A psychosocial evaluation is mandatory, involving meetings with a social worker or psychologist. This assessment confirms the decision to donate is voluntary, informed, and free from financial coercion or undue emotional pressure. The evaluation also explores the donor’s support system for recovery and their ability to understand the risks and benefits. Final approval comes from the full transplant team, often including an Independent Donor Advocate who prioritizes the donor’s well-being.

The Donation Procedure and Recovery

The procedure to remove the kidney is called a donor nephrectomy, most often performed using a minimally invasive laparoscopic technique. This method involves several small incisions through which the surgeon uses specialized instruments and a camera to detach the kidney. The kidney is then removed through a slightly larger incision, typically below the belly button.

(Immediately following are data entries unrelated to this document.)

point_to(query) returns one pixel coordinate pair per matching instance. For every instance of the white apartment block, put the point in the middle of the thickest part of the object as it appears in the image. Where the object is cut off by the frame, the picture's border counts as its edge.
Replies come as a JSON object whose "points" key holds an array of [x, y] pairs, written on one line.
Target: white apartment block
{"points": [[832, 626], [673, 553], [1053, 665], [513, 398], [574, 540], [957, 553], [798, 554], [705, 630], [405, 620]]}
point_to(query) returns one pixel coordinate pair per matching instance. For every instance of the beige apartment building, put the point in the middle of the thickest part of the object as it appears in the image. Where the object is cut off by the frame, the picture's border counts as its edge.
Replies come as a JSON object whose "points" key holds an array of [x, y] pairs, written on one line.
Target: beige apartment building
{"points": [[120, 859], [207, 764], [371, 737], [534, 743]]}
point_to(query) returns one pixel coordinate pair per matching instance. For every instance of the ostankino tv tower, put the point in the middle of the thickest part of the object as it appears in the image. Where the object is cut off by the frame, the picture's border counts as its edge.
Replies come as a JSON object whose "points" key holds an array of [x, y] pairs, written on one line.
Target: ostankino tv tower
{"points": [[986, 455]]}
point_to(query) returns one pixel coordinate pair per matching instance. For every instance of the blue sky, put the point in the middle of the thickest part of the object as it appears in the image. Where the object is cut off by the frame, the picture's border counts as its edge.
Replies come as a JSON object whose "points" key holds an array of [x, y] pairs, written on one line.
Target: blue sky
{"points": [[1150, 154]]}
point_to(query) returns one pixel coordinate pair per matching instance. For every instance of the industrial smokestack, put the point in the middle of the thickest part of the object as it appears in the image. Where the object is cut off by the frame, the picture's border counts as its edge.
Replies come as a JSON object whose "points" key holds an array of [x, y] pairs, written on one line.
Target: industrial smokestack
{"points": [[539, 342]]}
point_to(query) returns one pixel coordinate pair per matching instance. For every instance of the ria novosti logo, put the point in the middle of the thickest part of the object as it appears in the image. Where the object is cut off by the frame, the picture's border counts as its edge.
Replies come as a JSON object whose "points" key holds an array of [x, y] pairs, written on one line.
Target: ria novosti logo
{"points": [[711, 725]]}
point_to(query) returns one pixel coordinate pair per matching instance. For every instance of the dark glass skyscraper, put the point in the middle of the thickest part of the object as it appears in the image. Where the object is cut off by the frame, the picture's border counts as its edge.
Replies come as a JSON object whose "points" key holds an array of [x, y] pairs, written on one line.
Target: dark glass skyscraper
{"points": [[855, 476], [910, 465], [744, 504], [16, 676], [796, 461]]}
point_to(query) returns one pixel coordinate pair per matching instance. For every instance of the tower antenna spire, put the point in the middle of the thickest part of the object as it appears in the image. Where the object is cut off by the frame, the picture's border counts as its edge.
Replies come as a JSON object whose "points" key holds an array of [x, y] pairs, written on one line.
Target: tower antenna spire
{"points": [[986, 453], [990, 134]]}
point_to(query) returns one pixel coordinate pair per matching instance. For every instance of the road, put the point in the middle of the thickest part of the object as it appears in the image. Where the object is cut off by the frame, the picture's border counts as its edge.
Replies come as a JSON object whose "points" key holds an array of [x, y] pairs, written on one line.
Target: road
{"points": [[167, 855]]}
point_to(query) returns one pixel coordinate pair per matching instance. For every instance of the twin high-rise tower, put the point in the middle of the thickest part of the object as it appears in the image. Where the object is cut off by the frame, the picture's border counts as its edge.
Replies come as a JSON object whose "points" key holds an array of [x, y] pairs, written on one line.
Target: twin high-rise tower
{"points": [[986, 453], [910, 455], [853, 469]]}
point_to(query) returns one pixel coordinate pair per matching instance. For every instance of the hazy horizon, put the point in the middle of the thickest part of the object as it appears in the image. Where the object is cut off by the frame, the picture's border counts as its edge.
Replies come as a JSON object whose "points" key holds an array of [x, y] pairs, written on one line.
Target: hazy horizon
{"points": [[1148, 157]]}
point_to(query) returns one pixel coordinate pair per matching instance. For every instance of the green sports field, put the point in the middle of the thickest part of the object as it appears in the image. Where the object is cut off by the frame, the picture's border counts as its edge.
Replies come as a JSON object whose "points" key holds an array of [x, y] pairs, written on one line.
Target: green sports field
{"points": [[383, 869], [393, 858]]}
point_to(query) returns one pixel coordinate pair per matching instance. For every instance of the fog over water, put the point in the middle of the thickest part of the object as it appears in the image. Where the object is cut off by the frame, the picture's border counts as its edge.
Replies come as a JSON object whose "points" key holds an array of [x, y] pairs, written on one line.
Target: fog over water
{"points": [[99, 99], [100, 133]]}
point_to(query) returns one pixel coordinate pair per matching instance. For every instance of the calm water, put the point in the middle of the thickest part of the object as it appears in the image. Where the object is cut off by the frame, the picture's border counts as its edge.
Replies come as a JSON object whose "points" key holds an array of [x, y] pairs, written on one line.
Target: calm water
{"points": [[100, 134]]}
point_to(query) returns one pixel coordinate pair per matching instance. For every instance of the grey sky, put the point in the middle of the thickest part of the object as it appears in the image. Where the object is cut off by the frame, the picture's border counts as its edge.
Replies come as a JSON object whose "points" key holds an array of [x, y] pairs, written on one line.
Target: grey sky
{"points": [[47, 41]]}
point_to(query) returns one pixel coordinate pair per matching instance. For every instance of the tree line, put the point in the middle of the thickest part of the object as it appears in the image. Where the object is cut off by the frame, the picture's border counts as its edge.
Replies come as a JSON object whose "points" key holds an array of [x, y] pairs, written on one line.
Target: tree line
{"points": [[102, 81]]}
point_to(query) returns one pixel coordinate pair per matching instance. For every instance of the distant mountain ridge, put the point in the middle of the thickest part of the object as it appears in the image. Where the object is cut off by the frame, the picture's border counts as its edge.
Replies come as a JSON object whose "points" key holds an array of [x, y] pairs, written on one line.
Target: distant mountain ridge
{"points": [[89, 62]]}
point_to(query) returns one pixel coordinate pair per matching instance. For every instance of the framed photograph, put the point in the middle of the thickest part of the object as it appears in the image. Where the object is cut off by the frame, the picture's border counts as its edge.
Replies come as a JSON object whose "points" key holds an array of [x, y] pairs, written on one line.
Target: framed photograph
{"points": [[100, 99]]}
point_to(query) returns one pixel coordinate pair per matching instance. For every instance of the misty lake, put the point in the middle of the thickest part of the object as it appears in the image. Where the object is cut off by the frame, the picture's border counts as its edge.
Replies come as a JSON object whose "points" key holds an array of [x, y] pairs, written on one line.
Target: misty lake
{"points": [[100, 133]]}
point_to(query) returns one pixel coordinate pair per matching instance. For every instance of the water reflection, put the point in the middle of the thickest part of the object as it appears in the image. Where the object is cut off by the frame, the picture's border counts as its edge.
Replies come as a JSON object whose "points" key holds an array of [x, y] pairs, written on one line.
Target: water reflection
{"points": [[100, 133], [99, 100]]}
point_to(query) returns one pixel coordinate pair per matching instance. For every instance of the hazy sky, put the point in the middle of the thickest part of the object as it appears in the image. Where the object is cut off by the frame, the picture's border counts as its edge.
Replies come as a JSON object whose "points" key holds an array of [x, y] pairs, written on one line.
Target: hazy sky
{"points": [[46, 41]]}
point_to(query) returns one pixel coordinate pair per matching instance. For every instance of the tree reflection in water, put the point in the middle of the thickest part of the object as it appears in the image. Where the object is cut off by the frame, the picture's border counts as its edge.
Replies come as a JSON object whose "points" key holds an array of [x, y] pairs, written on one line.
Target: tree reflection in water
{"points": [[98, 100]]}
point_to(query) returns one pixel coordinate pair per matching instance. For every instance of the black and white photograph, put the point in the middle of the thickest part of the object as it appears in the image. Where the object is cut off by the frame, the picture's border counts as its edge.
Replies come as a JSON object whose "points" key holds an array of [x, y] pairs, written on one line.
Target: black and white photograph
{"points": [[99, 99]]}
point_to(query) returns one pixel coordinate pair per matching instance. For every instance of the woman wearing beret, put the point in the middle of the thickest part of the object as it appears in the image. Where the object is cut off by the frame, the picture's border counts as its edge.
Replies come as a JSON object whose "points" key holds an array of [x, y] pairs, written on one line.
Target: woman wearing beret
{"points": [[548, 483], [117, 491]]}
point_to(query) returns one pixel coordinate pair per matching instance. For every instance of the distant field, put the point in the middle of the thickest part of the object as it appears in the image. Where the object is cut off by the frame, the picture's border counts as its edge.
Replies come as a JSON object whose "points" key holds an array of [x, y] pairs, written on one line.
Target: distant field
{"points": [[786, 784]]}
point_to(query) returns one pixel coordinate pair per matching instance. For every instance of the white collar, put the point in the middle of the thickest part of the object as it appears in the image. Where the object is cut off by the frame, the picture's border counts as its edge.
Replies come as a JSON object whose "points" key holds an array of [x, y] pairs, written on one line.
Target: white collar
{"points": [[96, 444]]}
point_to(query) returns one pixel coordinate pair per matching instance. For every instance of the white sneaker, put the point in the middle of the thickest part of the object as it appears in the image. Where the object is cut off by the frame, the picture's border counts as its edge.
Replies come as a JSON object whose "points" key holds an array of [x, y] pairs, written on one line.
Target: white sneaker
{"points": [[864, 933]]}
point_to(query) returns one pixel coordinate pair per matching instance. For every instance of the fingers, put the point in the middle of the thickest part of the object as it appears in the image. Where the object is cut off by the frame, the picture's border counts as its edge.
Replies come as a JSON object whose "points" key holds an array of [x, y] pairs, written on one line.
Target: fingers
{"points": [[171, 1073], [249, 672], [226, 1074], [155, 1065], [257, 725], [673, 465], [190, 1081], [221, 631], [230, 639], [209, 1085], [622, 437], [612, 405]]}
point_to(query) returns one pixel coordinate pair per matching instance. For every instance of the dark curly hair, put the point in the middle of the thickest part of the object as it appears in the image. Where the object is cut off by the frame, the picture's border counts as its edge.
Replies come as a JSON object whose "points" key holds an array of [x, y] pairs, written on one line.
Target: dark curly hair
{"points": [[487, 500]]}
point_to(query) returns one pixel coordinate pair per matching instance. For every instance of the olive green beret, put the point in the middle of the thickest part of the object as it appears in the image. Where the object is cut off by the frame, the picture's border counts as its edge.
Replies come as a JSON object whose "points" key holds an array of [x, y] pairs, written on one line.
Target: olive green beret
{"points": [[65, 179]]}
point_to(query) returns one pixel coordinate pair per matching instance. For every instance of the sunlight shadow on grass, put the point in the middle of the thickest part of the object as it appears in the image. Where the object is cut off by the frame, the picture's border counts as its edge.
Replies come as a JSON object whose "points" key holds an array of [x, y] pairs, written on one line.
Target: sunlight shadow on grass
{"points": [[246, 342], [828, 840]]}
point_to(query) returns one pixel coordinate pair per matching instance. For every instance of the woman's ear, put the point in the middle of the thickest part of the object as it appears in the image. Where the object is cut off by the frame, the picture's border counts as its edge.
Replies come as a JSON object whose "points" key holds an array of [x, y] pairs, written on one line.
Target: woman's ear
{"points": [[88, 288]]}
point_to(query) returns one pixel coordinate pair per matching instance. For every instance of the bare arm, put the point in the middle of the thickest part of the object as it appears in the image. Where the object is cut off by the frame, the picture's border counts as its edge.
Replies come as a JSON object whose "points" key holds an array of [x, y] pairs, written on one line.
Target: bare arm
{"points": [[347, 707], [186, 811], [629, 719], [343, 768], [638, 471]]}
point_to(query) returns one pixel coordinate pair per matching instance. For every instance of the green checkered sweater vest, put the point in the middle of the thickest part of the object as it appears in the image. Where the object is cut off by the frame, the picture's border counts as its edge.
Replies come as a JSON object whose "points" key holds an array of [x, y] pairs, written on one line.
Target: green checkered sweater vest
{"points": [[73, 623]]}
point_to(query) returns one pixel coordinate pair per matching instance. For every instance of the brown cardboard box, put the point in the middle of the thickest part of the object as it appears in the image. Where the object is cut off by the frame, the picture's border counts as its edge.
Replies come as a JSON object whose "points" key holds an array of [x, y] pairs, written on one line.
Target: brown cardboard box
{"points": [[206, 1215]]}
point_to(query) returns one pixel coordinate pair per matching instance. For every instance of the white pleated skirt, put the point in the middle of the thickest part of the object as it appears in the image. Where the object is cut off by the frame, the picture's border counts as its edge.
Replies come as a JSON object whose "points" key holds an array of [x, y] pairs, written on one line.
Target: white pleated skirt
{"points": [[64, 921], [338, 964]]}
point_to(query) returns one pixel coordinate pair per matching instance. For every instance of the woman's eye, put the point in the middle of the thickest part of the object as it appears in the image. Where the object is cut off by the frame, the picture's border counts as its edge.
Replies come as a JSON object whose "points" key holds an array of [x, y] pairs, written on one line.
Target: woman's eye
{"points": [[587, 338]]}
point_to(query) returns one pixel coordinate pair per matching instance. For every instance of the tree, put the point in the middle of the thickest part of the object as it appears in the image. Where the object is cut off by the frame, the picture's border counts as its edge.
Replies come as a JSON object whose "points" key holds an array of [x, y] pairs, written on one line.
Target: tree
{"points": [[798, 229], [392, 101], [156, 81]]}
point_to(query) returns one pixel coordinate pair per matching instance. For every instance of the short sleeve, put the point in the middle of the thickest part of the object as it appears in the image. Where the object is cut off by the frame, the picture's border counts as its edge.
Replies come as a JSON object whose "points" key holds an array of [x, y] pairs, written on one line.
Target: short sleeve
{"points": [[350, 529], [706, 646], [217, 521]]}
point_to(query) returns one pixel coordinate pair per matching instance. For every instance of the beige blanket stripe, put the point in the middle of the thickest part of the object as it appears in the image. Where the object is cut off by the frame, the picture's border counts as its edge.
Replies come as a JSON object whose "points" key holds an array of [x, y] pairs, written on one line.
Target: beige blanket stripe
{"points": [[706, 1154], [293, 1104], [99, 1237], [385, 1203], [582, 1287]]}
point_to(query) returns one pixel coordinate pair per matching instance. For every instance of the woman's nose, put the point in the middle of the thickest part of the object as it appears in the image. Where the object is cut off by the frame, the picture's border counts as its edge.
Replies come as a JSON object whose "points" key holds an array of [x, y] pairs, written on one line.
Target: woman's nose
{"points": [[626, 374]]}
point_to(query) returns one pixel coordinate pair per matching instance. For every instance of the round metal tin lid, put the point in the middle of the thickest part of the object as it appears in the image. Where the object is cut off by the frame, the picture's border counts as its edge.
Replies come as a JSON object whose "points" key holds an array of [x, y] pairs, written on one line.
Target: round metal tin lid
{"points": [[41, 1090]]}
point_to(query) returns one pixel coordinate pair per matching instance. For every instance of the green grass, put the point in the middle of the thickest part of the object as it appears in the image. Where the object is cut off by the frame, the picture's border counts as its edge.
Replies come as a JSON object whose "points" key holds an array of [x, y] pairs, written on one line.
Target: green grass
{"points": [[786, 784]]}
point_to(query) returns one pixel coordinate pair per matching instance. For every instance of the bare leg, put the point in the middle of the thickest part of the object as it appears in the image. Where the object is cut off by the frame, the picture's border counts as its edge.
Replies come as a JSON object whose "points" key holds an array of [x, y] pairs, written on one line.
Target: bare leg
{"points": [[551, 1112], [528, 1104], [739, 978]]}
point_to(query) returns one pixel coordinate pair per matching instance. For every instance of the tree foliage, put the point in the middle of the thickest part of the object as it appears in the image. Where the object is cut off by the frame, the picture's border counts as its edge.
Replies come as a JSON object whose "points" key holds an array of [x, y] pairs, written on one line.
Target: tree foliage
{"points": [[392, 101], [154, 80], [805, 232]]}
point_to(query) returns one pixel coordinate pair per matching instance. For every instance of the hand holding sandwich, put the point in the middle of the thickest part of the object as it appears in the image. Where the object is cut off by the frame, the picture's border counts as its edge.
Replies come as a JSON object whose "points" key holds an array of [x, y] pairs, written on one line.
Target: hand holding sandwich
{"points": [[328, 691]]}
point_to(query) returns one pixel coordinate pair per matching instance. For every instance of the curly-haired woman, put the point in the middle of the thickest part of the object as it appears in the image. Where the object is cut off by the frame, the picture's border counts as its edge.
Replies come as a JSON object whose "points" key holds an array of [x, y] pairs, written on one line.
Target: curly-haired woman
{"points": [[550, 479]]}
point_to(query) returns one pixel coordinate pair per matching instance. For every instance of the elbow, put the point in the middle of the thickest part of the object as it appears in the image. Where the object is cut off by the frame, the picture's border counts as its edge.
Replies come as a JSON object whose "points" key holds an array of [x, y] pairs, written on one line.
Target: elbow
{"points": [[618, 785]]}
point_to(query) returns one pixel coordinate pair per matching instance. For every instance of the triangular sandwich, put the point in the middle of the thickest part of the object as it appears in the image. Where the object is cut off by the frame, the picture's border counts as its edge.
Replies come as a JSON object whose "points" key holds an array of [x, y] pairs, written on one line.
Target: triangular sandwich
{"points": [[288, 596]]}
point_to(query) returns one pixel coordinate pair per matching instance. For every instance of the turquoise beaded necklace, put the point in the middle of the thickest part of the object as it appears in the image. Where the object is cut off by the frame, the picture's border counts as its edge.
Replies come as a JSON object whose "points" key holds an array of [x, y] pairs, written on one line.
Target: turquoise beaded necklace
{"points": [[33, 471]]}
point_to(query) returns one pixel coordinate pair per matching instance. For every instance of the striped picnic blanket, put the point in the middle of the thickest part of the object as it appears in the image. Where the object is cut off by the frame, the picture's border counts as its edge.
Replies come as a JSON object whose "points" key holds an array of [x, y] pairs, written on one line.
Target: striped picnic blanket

Laparoscopic surgery significantly reduces post-operative pain, scarring, and the length of the hospital stay compared to the traditional open method. The surgery takes a few hours, followed by close monitoring in a post-anesthesia care unit. Pain management focuses on transitioning from intravenous to oral pain medicine.

Donors typically remain in the hospital for one to three days. Mobility is encouraged soon after surgery, with the donor asked to walk the day after the operation to prevent complications. Full recovery is gradual, with most donors returning to light activities within two to four weeks. A restriction on heavy lifting (over 10 to 20 pounds) is enforced for four to eight weeks to allow internal healing. Donors with physically demanding jobs may need six weeks before safely returning to work.

Long-Term Donor Health and Follow-Up Care

After recovery, living donors are required to participate in long-term medical follow-up to monitor the health of their remaining kidney. Guidelines recommend lifelong annual check-ups with a physician, either at the transplant center or with a primary care provider. These visits include blood tests to check kidney function, specifically measuring the estimated Glomerular Filtration Rate (eGFR), and urine tests to look for protein (albuminuria).

The remaining kidney compensates for the loss, often increasing its function to perform nearly the work of two kidneys. The long-term health outlook for living donors is excellent, with studies indicating that their life expectancy is comparable to that of the general healthy population. While there is a slight increase in the risk of developing end-stage kidney disease later in life, the overall risk remains very low, often lower than the general population due to the rigorous health screening.

Female donors face a slightly elevated risk of developing preeclampsia during future pregnancies, requiring monitoring by high-risk obstetrics specialists. The costs associated with the donor’s medical evaluation, surgery, and immediate post-operative care are typically covered by the recipient’s insurance. Programs like the federally-funded National Living Donor Assistance Center (NLDAC) may also provide financial assistance to cover non-medical expenses, such as travel, lodging, and meals incurred during the evaluation and surgery.